Unterschiedliche Ansprüche bei Händlern und Kunden

Was ein Stapler haben muss, um auf der Plattform zum Verkaufsschlager zu werden, kann dabei sehr unterschiedlich sein, wie Nolte berichtet. Wenn Endkunden sich für das Gerät begeistern sollen, muss es in einem guten Zustand sein, was vor allem bedeutet, dass es gut aufgearbeitet ist, möglichst geringe Betriebsstunden hat und zwischen drei und fünf Jahren alt ist.

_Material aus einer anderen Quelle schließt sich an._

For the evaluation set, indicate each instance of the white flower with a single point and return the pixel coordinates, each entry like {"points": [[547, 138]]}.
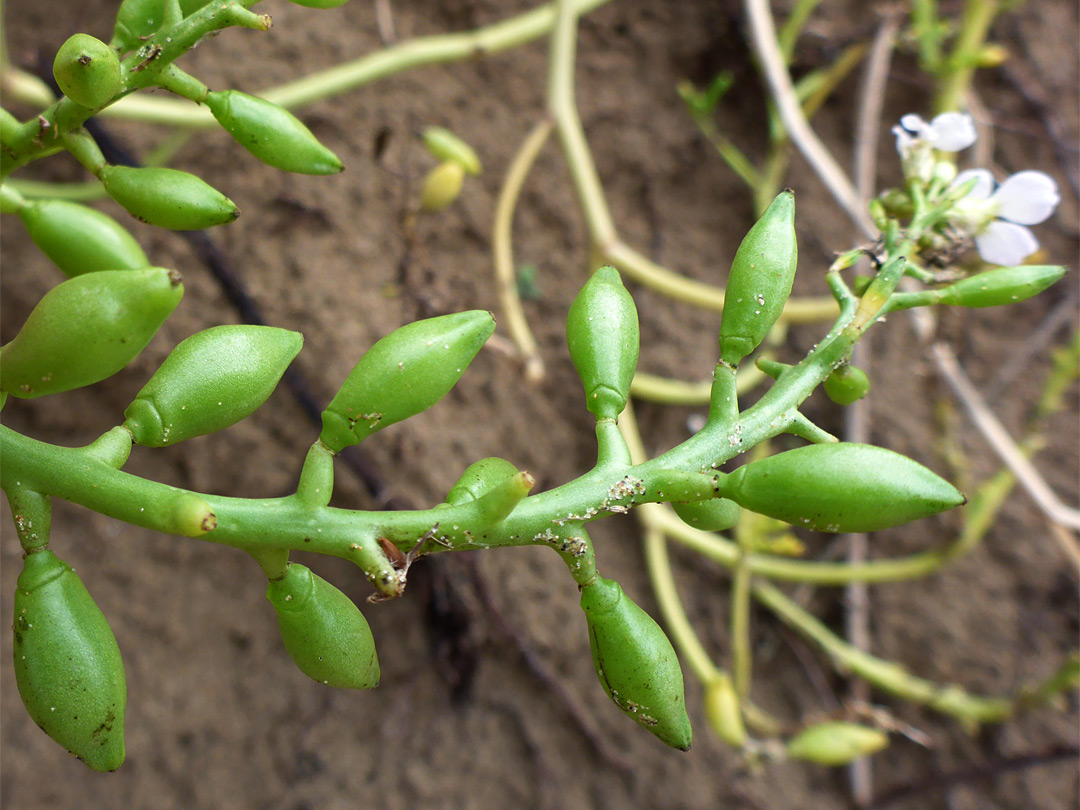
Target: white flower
{"points": [[916, 140], [997, 217]]}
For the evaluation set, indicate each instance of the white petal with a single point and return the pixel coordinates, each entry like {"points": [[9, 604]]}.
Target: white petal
{"points": [[953, 131], [984, 183], [1006, 243], [1027, 198]]}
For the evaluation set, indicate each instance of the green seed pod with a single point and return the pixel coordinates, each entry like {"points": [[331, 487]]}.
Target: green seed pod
{"points": [[1001, 285], [167, 198], [717, 514], [325, 634], [210, 381], [723, 711], [636, 663], [406, 372], [86, 329], [847, 385], [271, 133], [603, 337], [320, 3], [840, 487], [836, 743], [86, 70], [480, 478], [81, 240], [442, 187], [445, 146], [138, 19], [760, 280], [67, 663]]}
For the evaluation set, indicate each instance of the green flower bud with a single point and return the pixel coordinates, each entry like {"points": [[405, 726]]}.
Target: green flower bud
{"points": [[445, 146], [636, 663], [723, 711], [836, 743], [81, 240], [167, 198], [271, 133], [847, 385], [210, 381], [603, 336], [86, 70], [840, 487], [406, 372], [138, 19], [67, 663], [480, 478], [86, 329], [760, 280], [1001, 285], [442, 187], [325, 634], [717, 514]]}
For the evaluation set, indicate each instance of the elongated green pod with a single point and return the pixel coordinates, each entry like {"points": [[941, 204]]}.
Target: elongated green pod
{"points": [[1001, 285], [716, 514], [67, 663], [86, 70], [834, 744], [325, 634], [406, 372], [723, 711], [81, 240], [210, 381], [271, 133], [442, 186], [478, 478], [847, 385], [760, 280], [603, 336], [167, 198], [88, 328], [636, 663], [445, 146], [840, 487], [138, 19]]}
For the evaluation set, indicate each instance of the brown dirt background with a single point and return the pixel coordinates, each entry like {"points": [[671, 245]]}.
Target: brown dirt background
{"points": [[218, 717]]}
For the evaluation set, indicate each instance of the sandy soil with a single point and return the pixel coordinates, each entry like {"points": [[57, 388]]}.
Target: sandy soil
{"points": [[218, 717]]}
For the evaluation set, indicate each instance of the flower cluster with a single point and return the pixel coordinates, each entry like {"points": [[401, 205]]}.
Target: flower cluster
{"points": [[995, 215]]}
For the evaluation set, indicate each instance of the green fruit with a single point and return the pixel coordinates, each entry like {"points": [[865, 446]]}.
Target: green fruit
{"points": [[636, 663], [760, 280], [847, 385], [445, 146], [138, 19], [81, 240], [67, 663], [167, 198], [718, 514], [840, 487], [1001, 285], [836, 743], [723, 711], [88, 328], [480, 478], [210, 381], [603, 336], [325, 634], [271, 133], [442, 187], [86, 70], [406, 372]]}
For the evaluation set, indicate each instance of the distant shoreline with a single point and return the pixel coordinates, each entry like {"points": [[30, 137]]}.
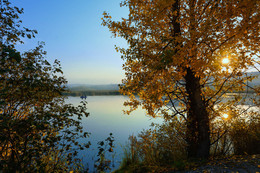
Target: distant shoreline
{"points": [[116, 92], [92, 93]]}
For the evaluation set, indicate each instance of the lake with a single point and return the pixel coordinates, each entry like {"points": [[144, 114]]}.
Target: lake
{"points": [[106, 116]]}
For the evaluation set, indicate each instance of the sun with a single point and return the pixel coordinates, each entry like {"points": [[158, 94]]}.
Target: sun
{"points": [[225, 61], [225, 115]]}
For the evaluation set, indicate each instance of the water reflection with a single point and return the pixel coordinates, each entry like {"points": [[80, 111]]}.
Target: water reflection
{"points": [[106, 116]]}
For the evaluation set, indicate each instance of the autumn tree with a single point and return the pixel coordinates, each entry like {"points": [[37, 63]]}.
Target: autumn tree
{"points": [[38, 130], [174, 59]]}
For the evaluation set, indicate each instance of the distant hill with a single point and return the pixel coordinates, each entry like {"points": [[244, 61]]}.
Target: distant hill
{"points": [[91, 90], [87, 87], [113, 89]]}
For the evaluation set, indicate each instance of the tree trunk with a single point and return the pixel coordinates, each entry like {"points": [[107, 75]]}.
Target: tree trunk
{"points": [[198, 136]]}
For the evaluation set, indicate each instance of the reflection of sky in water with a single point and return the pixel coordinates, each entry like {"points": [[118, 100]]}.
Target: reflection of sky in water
{"points": [[106, 116]]}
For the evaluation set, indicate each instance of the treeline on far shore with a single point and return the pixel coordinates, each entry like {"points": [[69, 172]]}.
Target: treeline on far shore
{"points": [[92, 93]]}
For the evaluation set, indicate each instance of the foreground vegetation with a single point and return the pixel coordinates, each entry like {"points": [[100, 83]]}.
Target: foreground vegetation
{"points": [[40, 132], [162, 148]]}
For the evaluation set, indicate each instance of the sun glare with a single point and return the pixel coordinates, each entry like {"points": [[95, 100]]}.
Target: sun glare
{"points": [[225, 115], [225, 60]]}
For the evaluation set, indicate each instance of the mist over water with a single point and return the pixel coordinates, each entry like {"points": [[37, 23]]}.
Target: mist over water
{"points": [[106, 116]]}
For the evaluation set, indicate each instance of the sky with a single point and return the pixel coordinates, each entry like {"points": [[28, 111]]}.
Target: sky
{"points": [[73, 34]]}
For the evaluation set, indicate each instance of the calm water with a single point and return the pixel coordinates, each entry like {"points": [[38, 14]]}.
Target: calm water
{"points": [[106, 116]]}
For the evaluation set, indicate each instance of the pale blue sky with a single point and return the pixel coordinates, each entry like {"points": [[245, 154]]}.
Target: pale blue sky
{"points": [[72, 33]]}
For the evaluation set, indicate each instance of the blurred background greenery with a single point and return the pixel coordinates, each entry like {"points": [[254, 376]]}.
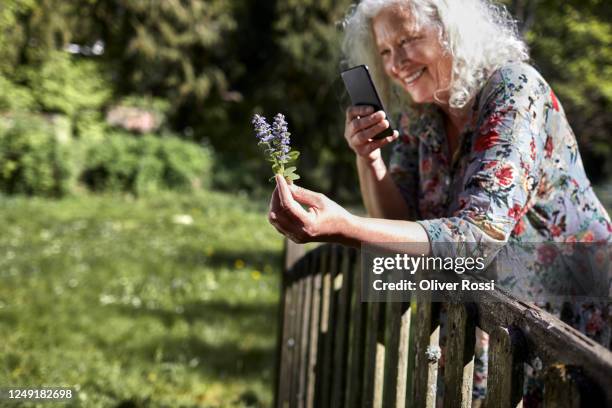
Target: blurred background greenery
{"points": [[136, 261]]}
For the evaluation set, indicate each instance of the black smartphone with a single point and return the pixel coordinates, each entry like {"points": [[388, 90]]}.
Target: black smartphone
{"points": [[362, 91]]}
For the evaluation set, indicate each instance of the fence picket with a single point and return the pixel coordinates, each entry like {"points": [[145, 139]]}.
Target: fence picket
{"points": [[427, 336], [315, 316], [343, 284], [459, 356], [396, 359], [356, 343], [505, 372]]}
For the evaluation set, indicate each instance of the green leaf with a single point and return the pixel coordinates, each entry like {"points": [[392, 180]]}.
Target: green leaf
{"points": [[292, 177]]}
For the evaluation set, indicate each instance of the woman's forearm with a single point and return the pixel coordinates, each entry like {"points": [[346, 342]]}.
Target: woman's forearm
{"points": [[358, 230], [381, 196]]}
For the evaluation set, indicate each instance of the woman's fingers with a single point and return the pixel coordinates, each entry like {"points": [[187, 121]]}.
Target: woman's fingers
{"points": [[369, 121], [308, 197], [363, 136], [354, 112], [287, 203]]}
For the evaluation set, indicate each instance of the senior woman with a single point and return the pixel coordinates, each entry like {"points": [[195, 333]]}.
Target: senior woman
{"points": [[483, 153]]}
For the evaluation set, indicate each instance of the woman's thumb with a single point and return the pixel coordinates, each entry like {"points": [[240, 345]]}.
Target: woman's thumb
{"points": [[305, 196]]}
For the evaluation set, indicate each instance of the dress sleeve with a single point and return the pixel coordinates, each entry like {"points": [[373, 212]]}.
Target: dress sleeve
{"points": [[501, 159], [404, 166]]}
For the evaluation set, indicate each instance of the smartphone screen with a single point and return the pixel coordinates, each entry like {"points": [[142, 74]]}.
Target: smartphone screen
{"points": [[361, 89]]}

Dazu kommen noch die zusätzlichen Konditionen wie Gewährleistung, Garantie und Service. „Das Händlergeschäft ist da ganz anders“, weiß Nolte. „Die Händler verkaufen sich die Stapler auch in unaufgearbeitetem Zustand und suchen häufig auch nach Exoten, die sie in den eigenen Beständen nicht haben.“ So lässt sich auch nur im Endkundengeschäft ein Trend ableiten, denn hier führen Vierrad-Gabelstapler mit Diesel- oder Elektroantrieb die Rangliste klar an.

Die Flaute nach der Krise

In den letzten Jahren litt der Markt gerade bei diesen gefragten Fahrzeugen unter einer Knappheit. Der Grund hierfür lag in einer der Charakteristiken des Gebrauchtgerätehandels: Viele Marktentwicklungen wirken sich erst zeitversetzt aus. So waren die Auslöser für die jüngste Knappheit die Kurzarbeit und die kleineren Produktionszahlen in den Jahren der Wirtschaftskrise zwischen 2008 und 2009. Die Modelle, die damals nicht gebaut und verkauft wurden, fehlten jetzt auf dem Gebrauchtmarkt. Diese Situation entspannt sich aber nun zunehmend und der Handel floriert wieder, versichert Nolte.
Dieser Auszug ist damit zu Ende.